Apropos, via one of Vanderleun's Tumblr blogs, Isaiah's Job by Albert Jay Nock is always good for a re-read, and seems more relevant with each passing year...

Skully said...

Petey said...
I take that back. Falsehood requires more gigabytes, and the man with the most gigabytes wins."

No wonder liberals are such gigabytches.

USS Ben USN (Ret) said...

Outstanding partial speech by Calvin Coolidge over at Powerline:
"Under this weight [of ever larger government] the former accuracy of administration breaks down. The government has not at its disposal a supply of ability, honesty, and character necessary for the solution of all these problems, or an executive capacity great enough for their perfect administration. Nor is it in possession of a wisdom which enables it to take in great enterprises and manage them with no ground of criticism. We cannot rid ourselves of the human element in our affairs by an act of legislation which places them under a jurisdiction of a public commission. . . Its attempt must be accompanied with the full expectation of very many failures. . ."

Amen!

USS Ben USN (Ret) said...

Coolidge continues:
"Behind very many of these enlarging activities lies the untenable theory that there is some short cut to perfection. It is conceived that there can be a horizontal elevation of the standards of the nation, immediate and perceptible, by the simple device of new laws. This has never been the case in human experience."

Definitely a raccoon!

Gagdad Bob said...

Typo: should have read "Keep Coon with Cal."

Rick said...

OT:
Long story, short:
MotT is available in Kindle format for $14.39.
It's a good conversion, search works well.
Sorry I forgot to tell y'all when I found out a few months ago.
Anyway, enjoy.

USS Ben USN (Ret) said...

Here's the rest of the speech.
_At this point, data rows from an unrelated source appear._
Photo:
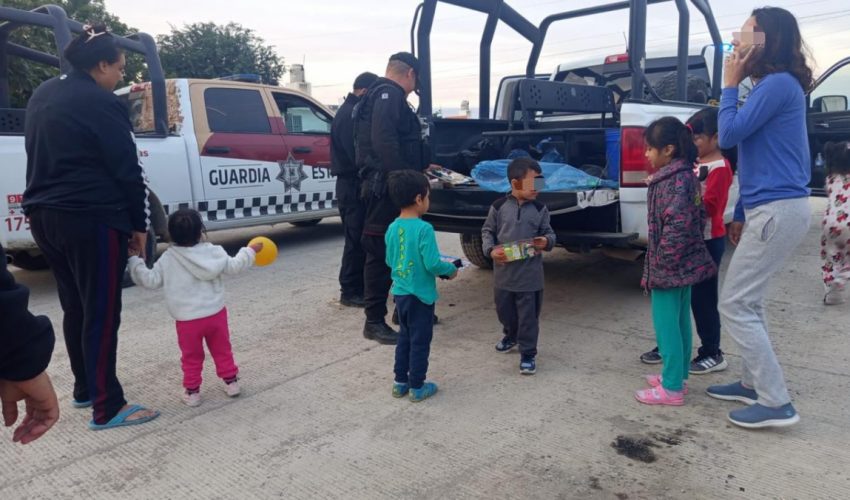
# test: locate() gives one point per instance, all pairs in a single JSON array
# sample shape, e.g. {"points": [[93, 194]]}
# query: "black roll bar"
{"points": [[54, 18], [499, 10]]}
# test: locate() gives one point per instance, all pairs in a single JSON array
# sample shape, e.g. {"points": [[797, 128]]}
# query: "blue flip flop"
{"points": [[120, 420]]}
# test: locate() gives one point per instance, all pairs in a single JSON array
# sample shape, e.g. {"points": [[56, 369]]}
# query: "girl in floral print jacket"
{"points": [[676, 256], [835, 241]]}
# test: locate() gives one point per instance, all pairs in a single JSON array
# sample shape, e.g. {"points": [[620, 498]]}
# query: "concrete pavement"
{"points": [[316, 419]]}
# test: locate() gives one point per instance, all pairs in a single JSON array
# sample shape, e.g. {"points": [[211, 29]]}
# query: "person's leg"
{"points": [[704, 297], [527, 313], [420, 325], [402, 349], [772, 233], [506, 311], [352, 213], [666, 309], [377, 278], [190, 338], [99, 269], [685, 330], [217, 335], [51, 245]]}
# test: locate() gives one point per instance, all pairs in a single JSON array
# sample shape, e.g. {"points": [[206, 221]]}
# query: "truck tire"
{"points": [[471, 244], [30, 262], [306, 223]]}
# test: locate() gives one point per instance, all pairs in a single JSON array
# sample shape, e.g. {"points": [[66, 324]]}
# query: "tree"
{"points": [[209, 50], [25, 75]]}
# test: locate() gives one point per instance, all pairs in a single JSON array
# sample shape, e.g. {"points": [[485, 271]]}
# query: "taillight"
{"points": [[634, 167]]}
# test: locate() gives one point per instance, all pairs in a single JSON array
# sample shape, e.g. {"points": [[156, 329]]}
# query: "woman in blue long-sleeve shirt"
{"points": [[772, 216]]}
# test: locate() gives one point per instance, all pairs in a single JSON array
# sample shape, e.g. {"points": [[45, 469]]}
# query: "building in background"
{"points": [[298, 80]]}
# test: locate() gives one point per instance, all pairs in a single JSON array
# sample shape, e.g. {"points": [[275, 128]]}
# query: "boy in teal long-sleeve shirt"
{"points": [[414, 259]]}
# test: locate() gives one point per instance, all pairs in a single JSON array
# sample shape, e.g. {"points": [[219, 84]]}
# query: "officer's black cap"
{"points": [[364, 80], [407, 58]]}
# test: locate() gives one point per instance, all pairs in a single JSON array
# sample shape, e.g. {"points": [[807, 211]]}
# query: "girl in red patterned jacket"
{"points": [[676, 256], [835, 242], [714, 170]]}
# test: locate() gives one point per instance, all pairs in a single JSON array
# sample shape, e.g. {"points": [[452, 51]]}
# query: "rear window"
{"points": [[661, 72], [139, 101], [236, 111]]}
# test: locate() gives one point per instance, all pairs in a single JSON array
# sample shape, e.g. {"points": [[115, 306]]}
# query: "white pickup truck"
{"points": [[240, 153], [594, 113]]}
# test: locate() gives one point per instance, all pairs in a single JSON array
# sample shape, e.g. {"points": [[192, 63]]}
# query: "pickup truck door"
{"points": [[240, 147], [829, 116], [307, 135]]}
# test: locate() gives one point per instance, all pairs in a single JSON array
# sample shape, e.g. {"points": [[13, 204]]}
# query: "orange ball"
{"points": [[269, 252]]}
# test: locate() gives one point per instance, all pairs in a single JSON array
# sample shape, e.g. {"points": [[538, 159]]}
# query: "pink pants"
{"points": [[191, 336]]}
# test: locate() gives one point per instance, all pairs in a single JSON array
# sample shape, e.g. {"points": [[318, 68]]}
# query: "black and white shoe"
{"points": [[506, 344], [652, 357], [707, 364]]}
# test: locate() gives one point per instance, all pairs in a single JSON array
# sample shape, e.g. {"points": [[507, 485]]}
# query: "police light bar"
{"points": [[243, 77], [617, 58]]}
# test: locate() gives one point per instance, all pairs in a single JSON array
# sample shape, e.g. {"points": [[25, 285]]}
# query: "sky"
{"points": [[338, 39]]}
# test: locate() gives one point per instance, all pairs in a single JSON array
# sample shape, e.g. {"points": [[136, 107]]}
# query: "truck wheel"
{"points": [[306, 223], [150, 258], [30, 262], [471, 244]]}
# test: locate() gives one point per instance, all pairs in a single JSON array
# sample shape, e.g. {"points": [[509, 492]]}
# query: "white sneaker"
{"points": [[193, 399], [834, 296], [232, 389]]}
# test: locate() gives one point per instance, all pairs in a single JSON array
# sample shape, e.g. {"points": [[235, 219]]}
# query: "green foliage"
{"points": [[209, 50]]}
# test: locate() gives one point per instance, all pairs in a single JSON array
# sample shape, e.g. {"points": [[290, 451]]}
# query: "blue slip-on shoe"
{"points": [[400, 390], [733, 392], [758, 416], [527, 366], [120, 420], [427, 390]]}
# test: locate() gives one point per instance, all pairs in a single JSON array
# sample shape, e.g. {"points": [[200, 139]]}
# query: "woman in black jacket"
{"points": [[87, 202]]}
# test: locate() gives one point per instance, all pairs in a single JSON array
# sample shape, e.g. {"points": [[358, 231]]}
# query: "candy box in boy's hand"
{"points": [[518, 250]]}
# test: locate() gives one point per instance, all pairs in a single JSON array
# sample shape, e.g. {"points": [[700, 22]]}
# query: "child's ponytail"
{"points": [[704, 122], [669, 131]]}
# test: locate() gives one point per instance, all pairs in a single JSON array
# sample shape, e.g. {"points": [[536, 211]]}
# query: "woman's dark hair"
{"points": [[669, 131], [93, 45], [405, 185], [784, 49], [705, 122], [185, 227], [837, 157]]}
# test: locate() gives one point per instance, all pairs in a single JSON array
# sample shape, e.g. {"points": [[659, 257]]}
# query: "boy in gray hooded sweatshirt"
{"points": [[519, 283], [190, 271]]}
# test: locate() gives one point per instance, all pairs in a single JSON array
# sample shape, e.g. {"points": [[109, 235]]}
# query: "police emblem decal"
{"points": [[291, 173]]}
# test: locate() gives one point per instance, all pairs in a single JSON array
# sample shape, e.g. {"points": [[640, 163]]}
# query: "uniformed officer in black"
{"points": [[351, 208], [388, 136], [86, 198]]}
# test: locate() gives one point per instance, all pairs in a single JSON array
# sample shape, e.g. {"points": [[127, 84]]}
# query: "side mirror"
{"points": [[830, 103]]}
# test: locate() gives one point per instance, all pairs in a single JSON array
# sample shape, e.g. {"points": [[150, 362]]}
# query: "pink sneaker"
{"points": [[232, 389], [654, 380], [192, 399], [659, 396]]}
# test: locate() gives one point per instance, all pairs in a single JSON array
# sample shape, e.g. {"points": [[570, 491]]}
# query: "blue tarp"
{"points": [[493, 176]]}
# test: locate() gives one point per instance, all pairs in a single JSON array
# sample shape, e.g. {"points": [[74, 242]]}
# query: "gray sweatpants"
{"points": [[519, 313], [771, 234]]}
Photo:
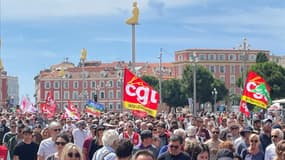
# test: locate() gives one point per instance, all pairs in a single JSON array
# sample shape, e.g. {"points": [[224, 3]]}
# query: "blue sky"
{"points": [[38, 33]]}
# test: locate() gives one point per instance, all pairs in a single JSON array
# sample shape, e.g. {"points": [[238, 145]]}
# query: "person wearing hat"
{"points": [[27, 149], [80, 133], [243, 142], [225, 154], [276, 136], [256, 125], [265, 135], [146, 143]]}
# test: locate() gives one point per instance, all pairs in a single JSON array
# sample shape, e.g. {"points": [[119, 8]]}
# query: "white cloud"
{"points": [[38, 9]]}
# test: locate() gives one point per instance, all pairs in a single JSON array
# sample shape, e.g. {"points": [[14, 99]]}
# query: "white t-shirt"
{"points": [[270, 152], [79, 136], [46, 148]]}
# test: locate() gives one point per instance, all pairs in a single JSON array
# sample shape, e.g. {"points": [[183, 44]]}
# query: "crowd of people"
{"points": [[121, 136]]}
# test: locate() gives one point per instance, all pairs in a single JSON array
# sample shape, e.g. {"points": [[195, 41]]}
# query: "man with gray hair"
{"points": [[110, 142], [47, 146], [276, 136]]}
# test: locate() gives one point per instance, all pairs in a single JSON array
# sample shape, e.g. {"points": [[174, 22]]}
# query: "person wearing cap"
{"points": [[174, 150], [243, 142], [253, 151], [265, 135], [80, 133], [213, 142], [130, 134], [146, 143], [256, 125], [276, 136], [110, 141], [90, 146], [47, 146], [13, 141], [27, 149], [225, 154]]}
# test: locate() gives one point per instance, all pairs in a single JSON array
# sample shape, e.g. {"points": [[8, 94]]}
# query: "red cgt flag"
{"points": [[49, 107], [138, 95], [256, 91]]}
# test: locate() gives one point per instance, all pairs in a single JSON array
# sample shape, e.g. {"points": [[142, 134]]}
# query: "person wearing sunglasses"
{"points": [[276, 136], [174, 150], [213, 142], [71, 151], [253, 152], [47, 146], [27, 149], [60, 142]]}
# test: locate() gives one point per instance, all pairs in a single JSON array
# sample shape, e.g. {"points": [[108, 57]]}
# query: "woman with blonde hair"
{"points": [[71, 151], [253, 152], [280, 150]]}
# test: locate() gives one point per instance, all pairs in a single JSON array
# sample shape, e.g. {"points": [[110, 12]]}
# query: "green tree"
{"points": [[152, 81], [274, 75], [204, 80], [172, 93], [221, 89], [261, 57]]}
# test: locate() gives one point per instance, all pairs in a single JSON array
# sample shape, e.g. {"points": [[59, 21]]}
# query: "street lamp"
{"points": [[194, 58], [244, 47], [214, 93], [82, 60]]}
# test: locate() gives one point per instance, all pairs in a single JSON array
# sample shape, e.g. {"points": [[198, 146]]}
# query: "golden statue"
{"points": [[1, 65], [61, 72], [83, 54], [134, 19]]}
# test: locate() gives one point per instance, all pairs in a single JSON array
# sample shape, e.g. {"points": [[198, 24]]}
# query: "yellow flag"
{"points": [[83, 54]]}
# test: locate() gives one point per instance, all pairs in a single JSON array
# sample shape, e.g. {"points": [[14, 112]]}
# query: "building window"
{"points": [[66, 95], [118, 94], [180, 58], [222, 78], [232, 71], [65, 84], [222, 69], [102, 95], [212, 69], [211, 57], [75, 95], [202, 57], [111, 106], [221, 57], [110, 83], [93, 93], [75, 84], [232, 79], [56, 95], [102, 84], [252, 57], [47, 85], [85, 84], [111, 94], [93, 84], [118, 106], [119, 83], [232, 57], [56, 84]]}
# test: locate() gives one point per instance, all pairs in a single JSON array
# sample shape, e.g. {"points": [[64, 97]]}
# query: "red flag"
{"points": [[71, 107], [256, 91], [138, 95], [71, 111], [140, 114], [49, 107], [243, 108]]}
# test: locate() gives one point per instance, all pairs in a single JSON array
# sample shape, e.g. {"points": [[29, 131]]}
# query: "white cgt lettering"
{"points": [[255, 95], [142, 94]]}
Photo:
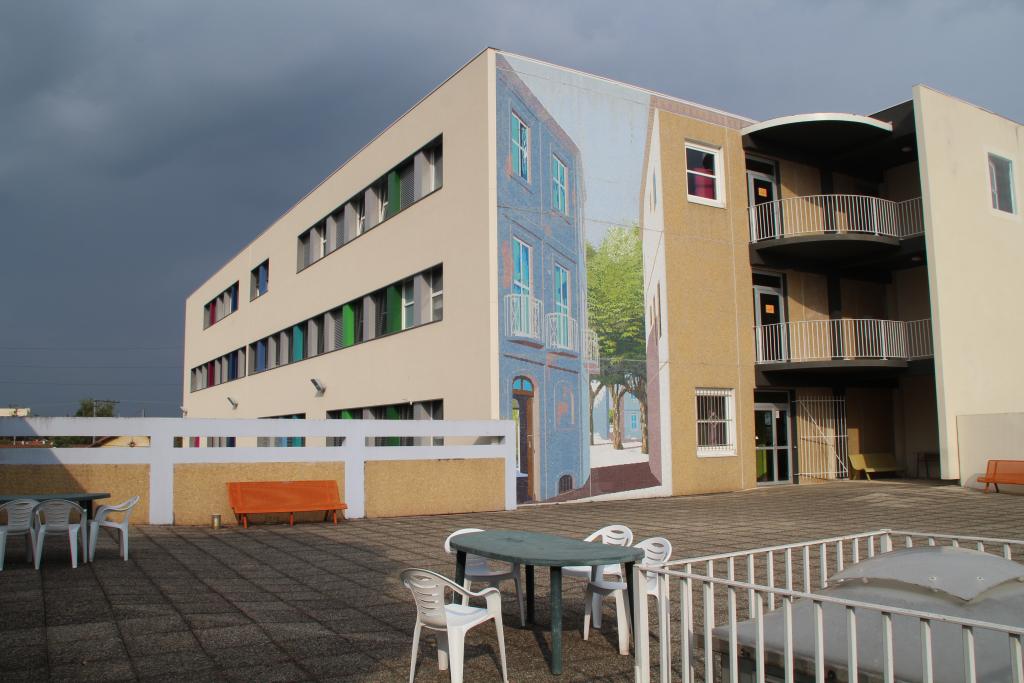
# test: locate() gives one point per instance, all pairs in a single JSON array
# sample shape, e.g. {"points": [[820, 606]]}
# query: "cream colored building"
{"points": [[810, 287]]}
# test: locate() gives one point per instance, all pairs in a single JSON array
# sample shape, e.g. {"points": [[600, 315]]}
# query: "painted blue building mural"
{"points": [[542, 292]]}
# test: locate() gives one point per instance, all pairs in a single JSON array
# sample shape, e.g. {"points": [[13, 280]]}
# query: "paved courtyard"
{"points": [[323, 602]]}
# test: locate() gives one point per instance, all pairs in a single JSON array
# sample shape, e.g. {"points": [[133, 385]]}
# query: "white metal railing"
{"points": [[845, 339], [522, 316], [353, 442], [592, 352], [562, 332], [827, 214], [919, 339], [774, 587]]}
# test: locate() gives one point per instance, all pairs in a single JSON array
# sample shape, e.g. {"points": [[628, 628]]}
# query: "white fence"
{"points": [[825, 214], [846, 339], [523, 315], [764, 584], [354, 441]]}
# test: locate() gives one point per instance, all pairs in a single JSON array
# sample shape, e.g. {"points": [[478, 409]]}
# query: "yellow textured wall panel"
{"points": [[121, 481], [201, 489], [400, 487]]}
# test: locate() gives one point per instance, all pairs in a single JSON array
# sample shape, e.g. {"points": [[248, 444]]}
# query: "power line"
{"points": [[139, 384], [91, 348], [93, 367]]}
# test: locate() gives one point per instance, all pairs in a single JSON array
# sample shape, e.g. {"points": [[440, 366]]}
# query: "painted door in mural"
{"points": [[522, 415], [771, 436], [770, 321]]}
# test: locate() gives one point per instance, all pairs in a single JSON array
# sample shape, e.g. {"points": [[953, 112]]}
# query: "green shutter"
{"points": [[393, 308], [298, 343], [347, 325], [393, 194]]}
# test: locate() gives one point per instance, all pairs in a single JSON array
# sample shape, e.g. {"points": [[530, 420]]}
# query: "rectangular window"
{"points": [[436, 294], [259, 280], [520, 148], [520, 267], [716, 422], [1000, 181], [408, 304], [704, 175], [221, 306], [559, 180]]}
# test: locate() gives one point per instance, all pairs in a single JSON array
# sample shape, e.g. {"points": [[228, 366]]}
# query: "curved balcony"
{"points": [[523, 315], [842, 343], [562, 332], [828, 227]]}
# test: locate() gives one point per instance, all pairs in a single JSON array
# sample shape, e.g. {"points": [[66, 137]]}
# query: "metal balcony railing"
{"points": [[522, 316], [836, 214], [562, 332], [843, 339]]}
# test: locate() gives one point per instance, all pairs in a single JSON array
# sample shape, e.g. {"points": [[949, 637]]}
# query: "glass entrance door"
{"points": [[771, 434]]}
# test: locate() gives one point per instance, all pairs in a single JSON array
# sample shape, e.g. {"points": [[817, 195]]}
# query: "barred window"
{"points": [[716, 422]]}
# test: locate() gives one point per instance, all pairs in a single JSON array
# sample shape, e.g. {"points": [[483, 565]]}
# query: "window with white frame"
{"points": [[704, 175], [408, 304], [716, 422], [1000, 181], [520, 148], [436, 294], [559, 183]]}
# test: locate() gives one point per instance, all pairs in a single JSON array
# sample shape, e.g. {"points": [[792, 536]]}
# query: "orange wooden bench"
{"points": [[291, 497], [1003, 471]]}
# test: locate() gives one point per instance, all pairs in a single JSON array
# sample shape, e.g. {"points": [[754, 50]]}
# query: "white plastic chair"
{"points": [[478, 569], [451, 621], [18, 523], [612, 535], [99, 519], [656, 551], [50, 516]]}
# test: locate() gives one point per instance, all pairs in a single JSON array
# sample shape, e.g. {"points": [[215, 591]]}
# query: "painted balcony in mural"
{"points": [[523, 315], [562, 333]]}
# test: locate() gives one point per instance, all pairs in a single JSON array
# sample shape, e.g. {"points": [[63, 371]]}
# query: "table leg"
{"points": [[556, 621], [630, 587], [460, 567], [529, 594]]}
Well worth a read:
http://books.google.com/books?id=iPGEAAAAIAAJ&pg=RA3-PA35&lpg=RA3-PA35&dq=calvin+coolidge+american+bar+association+speech&source=bl&ots=NMjktX3XhQ&sig=QWFFI53yUZPisSKirhG0gUTnGLc&hl=en&sa=X&ei=pRPDU8_sMpapyATlx4DICw&ved=0CFcQ6AEwBw#v=onepage&q=calvin%20coolidge%20american%20bar%20association%20speech&f=false

USS Ben USN (Ret) said...

The evidence is everywhere.

USS Ben USN (Ret) said...

When I think of today's state of the union in light of what Coolidge said, I have noticed there's a lot of folks who wanna feel enlightened but not very many that actually wanna be enlightened.
However, there's a significant number of people who simply are ignorant of the truth due to public miseducation.

Those are the folks we need to reach if we have any hope of surviving as a Republic.
I know this because I used to be one of them, and I'm still learning the truth, and unlearning the crap I learned in public schools.

Van Harvey said...

Coolidge was just plain cool.

I saw a quote/pic the other day that goes with his quote:

'If you can't trust people with freedom over their own lives... how can you possibly trust them with power over yours?'

Unknown said...

How does Cosmic Orthodoxy relate to common sense? Or self-evident truths? If you were to start "The Self-Evident Truth Society: Dedicated to Halting the Abandonment of Common Sense", what would your top ten cosmic orthodox principals be... or self-evident truths?